If you type “1031 tax exchange” into your internet search engine, you will quickly see that you have many options. You must notify your buyer and seller that you are going to perform a 1031 tax exchange because they have to sign off on the exchange. They are effectively acknowledging that you have empowered an intermediary to act on your behalf in these transactions. You typically make this notification in the purchase agreement so the buyer and seller are bound by law to cooperate. If you plan to execute a 1031 exchange, or think you might, be sure to add the appropriate language to any purchase agreement you enter into regarding the relinquished property and the replacement property. You have 45 days starting the day after you close on the sale of your relinquished property to identify its replacement.

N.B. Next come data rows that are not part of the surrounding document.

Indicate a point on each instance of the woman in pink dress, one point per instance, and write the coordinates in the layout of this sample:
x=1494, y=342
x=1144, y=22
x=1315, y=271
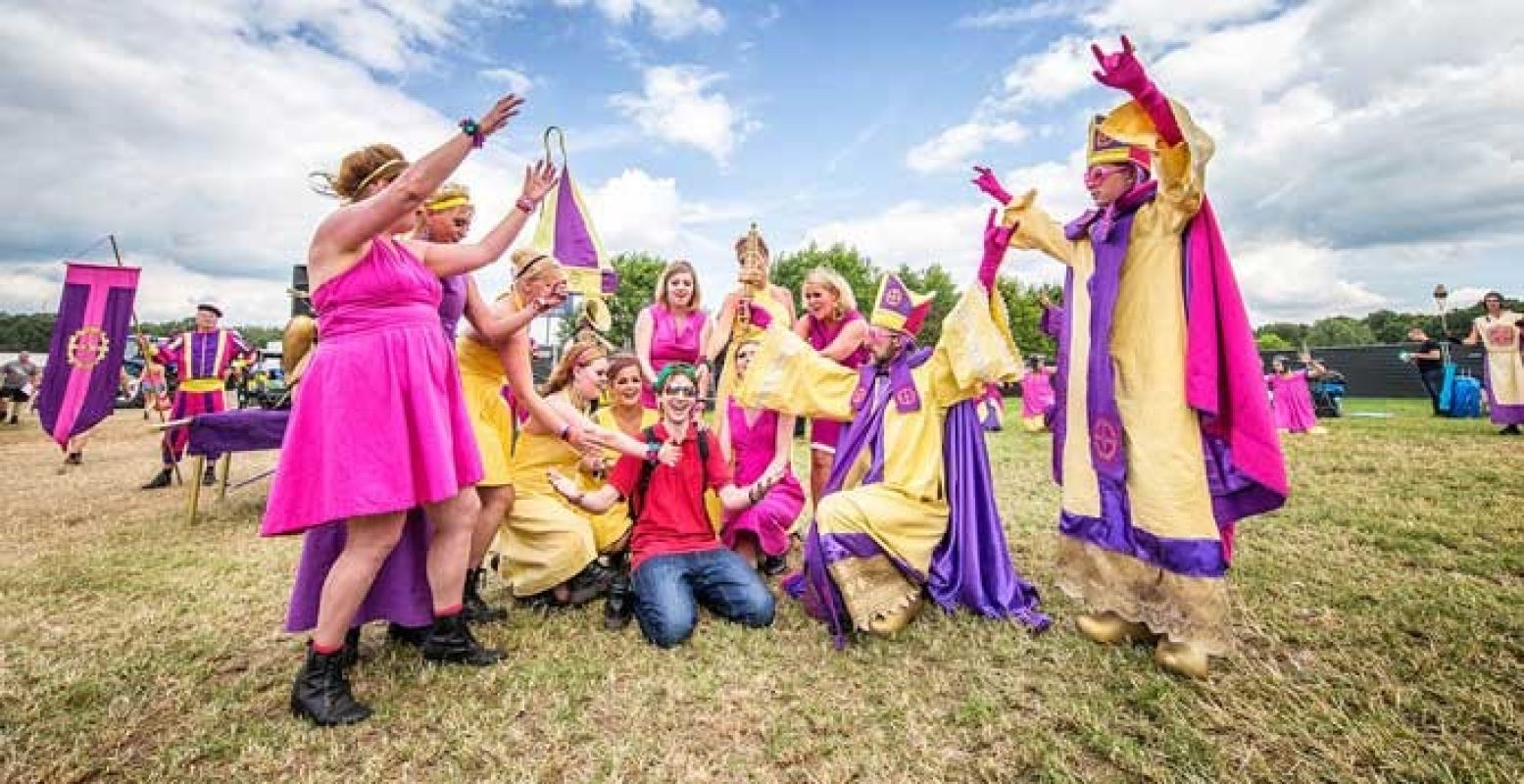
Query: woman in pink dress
x=672, y=328
x=1291, y=399
x=832, y=326
x=1037, y=395
x=758, y=443
x=379, y=426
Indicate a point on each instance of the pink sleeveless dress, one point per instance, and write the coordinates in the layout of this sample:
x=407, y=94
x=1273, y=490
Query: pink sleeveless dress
x=823, y=433
x=379, y=424
x=768, y=518
x=1293, y=402
x=672, y=339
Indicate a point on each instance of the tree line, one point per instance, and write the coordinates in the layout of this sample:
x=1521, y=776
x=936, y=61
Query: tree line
x=32, y=331
x=1375, y=328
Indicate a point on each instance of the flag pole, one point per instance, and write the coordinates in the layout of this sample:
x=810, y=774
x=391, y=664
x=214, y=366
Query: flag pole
x=142, y=340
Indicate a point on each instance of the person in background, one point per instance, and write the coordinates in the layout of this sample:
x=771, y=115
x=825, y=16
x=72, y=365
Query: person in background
x=22, y=377
x=760, y=443
x=1499, y=329
x=1428, y=361
x=672, y=328
x=206, y=357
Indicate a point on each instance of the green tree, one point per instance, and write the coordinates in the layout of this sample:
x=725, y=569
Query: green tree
x=939, y=284
x=1288, y=331
x=1273, y=342
x=637, y=281
x=1340, y=331
x=1024, y=312
x=790, y=271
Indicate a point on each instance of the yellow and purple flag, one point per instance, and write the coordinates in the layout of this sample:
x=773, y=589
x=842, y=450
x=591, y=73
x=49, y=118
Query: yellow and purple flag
x=565, y=232
x=84, y=359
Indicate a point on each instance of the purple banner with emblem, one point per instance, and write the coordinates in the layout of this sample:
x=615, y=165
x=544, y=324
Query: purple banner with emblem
x=84, y=357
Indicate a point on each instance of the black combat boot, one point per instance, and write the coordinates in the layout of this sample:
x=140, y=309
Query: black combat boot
x=475, y=609
x=161, y=479
x=320, y=693
x=450, y=641
x=619, y=608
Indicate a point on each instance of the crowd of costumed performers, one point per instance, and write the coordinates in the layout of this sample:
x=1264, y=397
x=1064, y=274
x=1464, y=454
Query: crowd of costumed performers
x=424, y=455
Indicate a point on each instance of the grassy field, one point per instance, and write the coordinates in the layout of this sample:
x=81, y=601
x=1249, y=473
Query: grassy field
x=1380, y=638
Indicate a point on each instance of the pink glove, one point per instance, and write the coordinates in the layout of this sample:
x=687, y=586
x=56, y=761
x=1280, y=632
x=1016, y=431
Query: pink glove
x=988, y=183
x=1123, y=72
x=997, y=240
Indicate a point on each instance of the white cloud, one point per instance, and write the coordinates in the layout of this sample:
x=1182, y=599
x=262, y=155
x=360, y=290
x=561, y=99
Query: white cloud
x=198, y=161
x=959, y=145
x=1007, y=17
x=516, y=81
x=667, y=19
x=678, y=106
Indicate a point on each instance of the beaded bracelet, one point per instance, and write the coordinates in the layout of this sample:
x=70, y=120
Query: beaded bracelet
x=471, y=128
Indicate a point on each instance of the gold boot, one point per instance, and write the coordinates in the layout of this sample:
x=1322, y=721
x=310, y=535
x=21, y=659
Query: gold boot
x=1108, y=627
x=887, y=624
x=1181, y=658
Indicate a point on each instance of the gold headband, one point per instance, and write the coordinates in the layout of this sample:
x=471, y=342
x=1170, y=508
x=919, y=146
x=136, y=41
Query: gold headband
x=448, y=203
x=378, y=172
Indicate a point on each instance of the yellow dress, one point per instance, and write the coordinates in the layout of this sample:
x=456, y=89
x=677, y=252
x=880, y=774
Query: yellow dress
x=544, y=540
x=482, y=381
x=610, y=526
x=1504, y=364
x=906, y=513
x=1166, y=482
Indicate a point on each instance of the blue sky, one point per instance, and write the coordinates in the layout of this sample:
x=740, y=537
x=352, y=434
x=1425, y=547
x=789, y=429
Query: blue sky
x=1367, y=150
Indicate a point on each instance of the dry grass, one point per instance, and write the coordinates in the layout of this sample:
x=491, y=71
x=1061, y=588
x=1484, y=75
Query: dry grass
x=1380, y=638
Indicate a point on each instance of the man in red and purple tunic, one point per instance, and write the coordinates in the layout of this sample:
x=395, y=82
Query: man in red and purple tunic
x=203, y=357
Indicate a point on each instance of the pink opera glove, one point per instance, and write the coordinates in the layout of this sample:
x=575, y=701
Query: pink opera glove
x=760, y=318
x=997, y=240
x=1123, y=72
x=988, y=183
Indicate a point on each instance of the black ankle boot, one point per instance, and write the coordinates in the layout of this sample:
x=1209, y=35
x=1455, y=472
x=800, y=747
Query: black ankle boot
x=161, y=479
x=407, y=635
x=450, y=641
x=589, y=584
x=619, y=608
x=475, y=609
x=320, y=693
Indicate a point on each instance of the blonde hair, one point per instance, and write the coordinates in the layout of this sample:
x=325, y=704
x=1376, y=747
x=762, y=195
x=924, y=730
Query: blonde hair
x=448, y=196
x=530, y=265
x=581, y=354
x=835, y=282
x=667, y=271
x=359, y=170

If you don’t notify the intermediary of the replacement within this time, the 1031 exchange will fail and you will immediately trigger the transfer of your assets into your name and you will be responsible for any taxes that result from the sale. Further, you have 180 days starting the day after your closing on the relinquished property to close on its replacement. You can identify more than one replacement property. Certain rules apply if you identify more than three, so be sure to consult with your intermediary if you are considering identifying four or more properties. The exchange has to take place within a single tax year. You may be able to play some games with filing dates to make that work, so consult with your tax accountant if you are at risk.

Delayed exchange:

The most common type of 1031 exchange used is the delayed exchange. This is the type that I have discussed so far, where you sell the relinquished property first and then purchase the replacement property.

Simultaneous exchange:

For an exchange to be a simultaneous exchange, both closings must occur at the same moment – the closing for your sale and the closing for your purchase. Again, this satisfies the requirement that you have no actual or constructive receipt of the funds of the sale of the relinquished property before purchasing the replacement. At one time, this was how all exchanges were done, but today, simultaneous exchanges are rarely used.

Improvement exchange or construction exchange:

Construction exchanges permit you to make improvements on the replacement property before assuming ownership. To do this, the intermediary makes the improvements before signing the property over to you. For example, suppose you sell a parcel of land near the city worth $300,000. Your goal is to use the proceeds to buy a piece of hunting land and put a cabin on it. You can defer all the capital gains taxes on your sale as long as the replacement property, plus the improvements (the cabin), are worth at least $300,000.

Reverse exchange:

Reverse exchanges are the most complex. In this scenario, you buy the replacement property before relinquishing the original property. Again, you can’t hold title to both at the same time. An Exchange Accommodation Titleholder makes the purchase and holds the title of the replacement property on your behalf and this starts the clock ticking. You have 45 days from that closing to identify the relinquished property and 180 days to close the sale of the relinquished property. Obviously, identifying the relinquished property is easy, but closing it in 180 days may not be so easy unless you already have a buyer on the hook.

Partial exchange:

You don’t have to use every dollar of the proceeds from the sale of your relinquished property to purchase a replacement property. If you use only a portion, the taxable gains are pro-rated accordingly. If you perform a partial exchange, the amount of money remaining after the replacement property is purchased is called cash boot. When performing an exchange where the relinquished property is under mortgage, you still have to replace the entire sale price of the relinquished property (not just your equity) or the IRS will treat it as a partial exchange. You can replace the debt with cash or new debt to defer all capital gains taxes. However, if you don’t, you will have what is called mortgage boot, which will incur a tax liability.

The 1031 tax exchange is a powerful tool for those looking to upgrade to their dream hunting land, which should be a big part of your long-term strategy.